Applications of nanotechnology in medicine include the development of contrast agents for cell imaging.  These agents assist in visualization of cells, and contribute to biomedical research and to medical diagnostics (detection and classification of diseases).  Nanotechnology can also help with future drug delivery systems, and there are designs that call for the use of nanorobots to repair damage and detect abnormalities inside the human body.    

Liquid spills bead up and roll off Nano-Tex 100% cotton fabric. Credit: Nano-Tex., Inc

Nanotechnology is being used for creating fabrics with enhanced properties such as stain, dirt, and water resistance. The fabric used in these applications contains tiny nano-whiskers or fiber-like structures that are connected to a common center. The whiskers are hydrophobic - they repel water by causing it to form droplets. The droplets are larger than the spacing between whiskers, therefore remaining on top of the fabric allowing it to be brushed or wiped.
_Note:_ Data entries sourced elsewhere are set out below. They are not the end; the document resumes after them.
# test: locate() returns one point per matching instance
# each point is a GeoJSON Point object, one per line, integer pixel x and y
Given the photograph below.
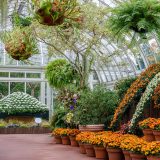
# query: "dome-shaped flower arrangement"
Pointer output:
{"type": "Point", "coordinates": [56, 12]}
{"type": "Point", "coordinates": [20, 43]}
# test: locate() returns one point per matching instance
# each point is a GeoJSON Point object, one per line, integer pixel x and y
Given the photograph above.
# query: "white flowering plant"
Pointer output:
{"type": "Point", "coordinates": [19, 102]}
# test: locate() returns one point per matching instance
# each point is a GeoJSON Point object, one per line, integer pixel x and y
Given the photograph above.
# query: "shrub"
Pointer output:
{"type": "Point", "coordinates": [95, 107]}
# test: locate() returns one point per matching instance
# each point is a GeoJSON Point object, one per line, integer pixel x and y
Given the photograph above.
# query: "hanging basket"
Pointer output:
{"type": "Point", "coordinates": [55, 13]}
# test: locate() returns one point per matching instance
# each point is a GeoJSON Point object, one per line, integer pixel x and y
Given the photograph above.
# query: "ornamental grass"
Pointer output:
{"type": "Point", "coordinates": [148, 123]}
{"type": "Point", "coordinates": [134, 92]}
{"type": "Point", "coordinates": [152, 148]}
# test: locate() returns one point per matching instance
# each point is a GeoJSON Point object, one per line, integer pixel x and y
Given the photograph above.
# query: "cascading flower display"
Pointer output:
{"type": "Point", "coordinates": [134, 92]}
{"type": "Point", "coordinates": [151, 149]}
{"type": "Point", "coordinates": [147, 123]}
{"type": "Point", "coordinates": [156, 97]}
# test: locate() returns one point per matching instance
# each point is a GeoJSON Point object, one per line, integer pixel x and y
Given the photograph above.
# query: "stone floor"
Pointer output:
{"type": "Point", "coordinates": [36, 147]}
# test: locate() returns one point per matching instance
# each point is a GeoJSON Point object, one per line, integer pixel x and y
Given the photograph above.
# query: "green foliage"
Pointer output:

Nanotechnology for enhanced textiles has also been used for anti-static fabrics, controlled release of fragrances, antifungals and antimicrobiotics, fabrics that better wick moisture from the skin, and reflective fabrics. Nanotechnology is being used for spinning stronger and lighter materials for applications such as bullet-proof vests, tennis rackets, and balls for golf, tennis and bowling.
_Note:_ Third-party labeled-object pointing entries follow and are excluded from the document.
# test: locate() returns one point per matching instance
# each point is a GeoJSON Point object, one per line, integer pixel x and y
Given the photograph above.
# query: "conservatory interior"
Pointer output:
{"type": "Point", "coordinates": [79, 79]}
A catalytic converter is a device used in the exhaust system of an automobile to reduce the environmental toxicity of substances emitted by the internal combustion engine. The catalytic converter breaks down some emissions through a chemical reaction catalyzed by a precious metal. Often expensive noble metals such as platinum, palladium, or rhodium are used as the catalyst metal; cerium, iron, manganese and nickel are also used in some designs. Recently, nanoparticles of precious metals were integrated into catalytic converter designs.  They allow the use of much less material to provide the same surface area that was available through the previous use of bulk materials. This enhancement reduces the cost of catalytic converters and makes them more efficient. 
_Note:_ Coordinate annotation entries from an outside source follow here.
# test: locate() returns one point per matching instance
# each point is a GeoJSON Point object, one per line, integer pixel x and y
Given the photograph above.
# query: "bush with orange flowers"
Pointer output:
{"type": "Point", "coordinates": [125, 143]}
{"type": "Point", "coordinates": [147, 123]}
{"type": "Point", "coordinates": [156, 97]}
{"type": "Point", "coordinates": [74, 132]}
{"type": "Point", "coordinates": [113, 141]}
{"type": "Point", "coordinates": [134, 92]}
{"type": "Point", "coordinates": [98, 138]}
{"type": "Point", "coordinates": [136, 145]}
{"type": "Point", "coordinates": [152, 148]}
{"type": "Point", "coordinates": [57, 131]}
Nanotechnology has improved fresh water filtration through the use of Nanopores (small pores in an electrically insulating membrane that can be used as a single-molecule detector).  Nanopores have been developed that are so small that they can filter the smallest contaminant. Water purifications systems that use such pores often incorporate ultraviolet (UV) resistant materials so that the water passing through can be radiated to destroy contaminants such as pesticides, solvents, and microbes.  Nanopores can be fabricated with great precision, allowing for effective filtration with minimal effect on the flow rate through the system.

The contribution of nanotechnology to information and communication is in providing new methods for data storage, enabling the design of novel semiconductor and optoelectronic devices as well as integrated circuits. Nanotechnology is used in the design of displays and human-computer interfaces. One of the areas of applications is the development of smaller platforms for video games.